Con i loro 13 e 11 anni, i due ragazzini rubano la scena a qualsiasi adulto presente nel corso del lungometraggio (anzi, proprio il personaggio del professore interpretato da Eita Nagayama risulta, a conti fatti, il meno riuscito e il meno memorabile), creando una complicità su schermo da lasciare a bocca aperta. Il loro rapporto, raccontato a dovere nel terzo splendido atto – capace di salvare un film che non sempre sembrava a fuoco, e che si concluderà con l’acqua, elemento opposto simbolo di un nuovo battesimo e di una rinascita, della purezza e dell’indefinito – sconvolge per naturalezza nella recitazione e intensità. In questo caso, ci perdonerete il gioco di parole, ci troviamo di fronte a veri e propri mostri di bravura.
L’incertezza dell’essere delicati
Non tutto funziona al meglio nella struttura narrativa di Monster. La cornice da thriller che, soprattutto nella prima metà è preponderante, prima di lasciare spazio e tempo a un film totalmente diverso, costringe la narrazione a disgressioni quasi abbozzate e leggermente fuori fuoco rispetto al cuore dell’opera.
Ma se di cuore dobbiamo parlare, allora non si può prescindere dal raccontare come il film di Kore-eda, proprio nel suo incedere incerto, che corrisponde al legame tra i due protagonisti e all’incapacità da parte degli adulti di affrontare nella maniera più corretta la situazione, trova la sua forza più commovente. Nell’inespressa capacità di dare vocaboli ai sentimenti, nella purezza e nell’innocenza degli sguardi, delle corse e dei giochi, Kore-eda riesce a raccontare un’infanzia tinta di malinconia e la complessità di sentimenti così viscerali da non poter essere spiegati.
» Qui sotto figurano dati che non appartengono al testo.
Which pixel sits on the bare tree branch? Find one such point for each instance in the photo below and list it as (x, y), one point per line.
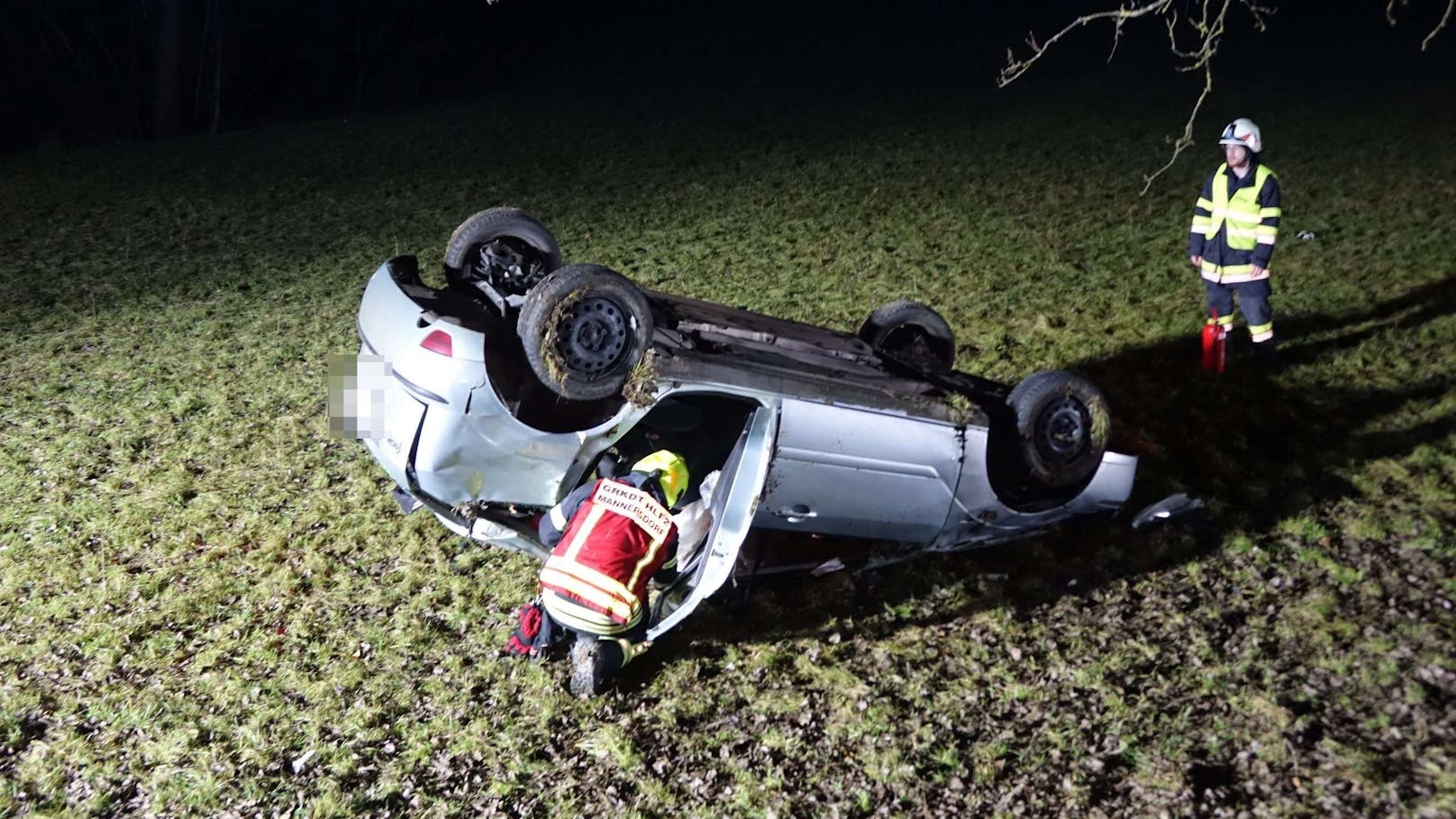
(1441, 25)
(1018, 68)
(1203, 31)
Allo stesso modo, arrivati ai titoli di coda, mentre le luci della sala si accendono come risvegliandoci da una dimensione che appartiene ai ricordi (grazie anche alla splendida colonna sonora di Ryūichi Sakamoto, a cui il film è dedicato), non possiamo fare a meno che ricordare una delle scene più belle del film. Dove, proprio quella delicata incertezza di dare nomi ai sentimenti, viene affrontata con l’azione di soffiare aria dai polmoni per suonare uno strumento a fiato. Allo stesso modo, Monster risulta imperfetto, informale, sfuggente, ma anche essenziale e percepibile come l’aria. Che magari non si vede, ma sicuramente si sente.
E cosa importa, quindi, se la nota è un po’ stonata, se si soffia con quest’emozione?
E voi cosa ne pensate di questo? Siete d'accordo con le nostre riflessioni?
Se volete commentare a caldo la recensione insieme alla redazione e agli altri lettori, unitevi al nostro nuovissimo gruppo Telegram ScreenWorld Assemble! dove troverete una community di persone con interessi proprio come i vostri e con cui scambiare riflessioni su tutti i contenuti originali di ScreenWorld ma anche sulle ultime novità riguardanti cinema, serie, libri, fumetti, giochi e molto altro!
La recensione in breve
Monster probabilmente non è il miglior film di Kore-eda e risulta anche imperfetto (soprattutto nella parte centrale), ma non si può non rimanere colpiti dai due giovanissimi protagonisti e dall'emozionante terzo atto, in cui tutto il talento visivo e cinematografico del regista giapponese esplode, lasciando lo spettatore inebriato. Nel voto tradiamo un pizzico di entusiasmo, ma - come accade al film - preferiamo godere di questo soffio caldo, capace di scaldarci emotivamente.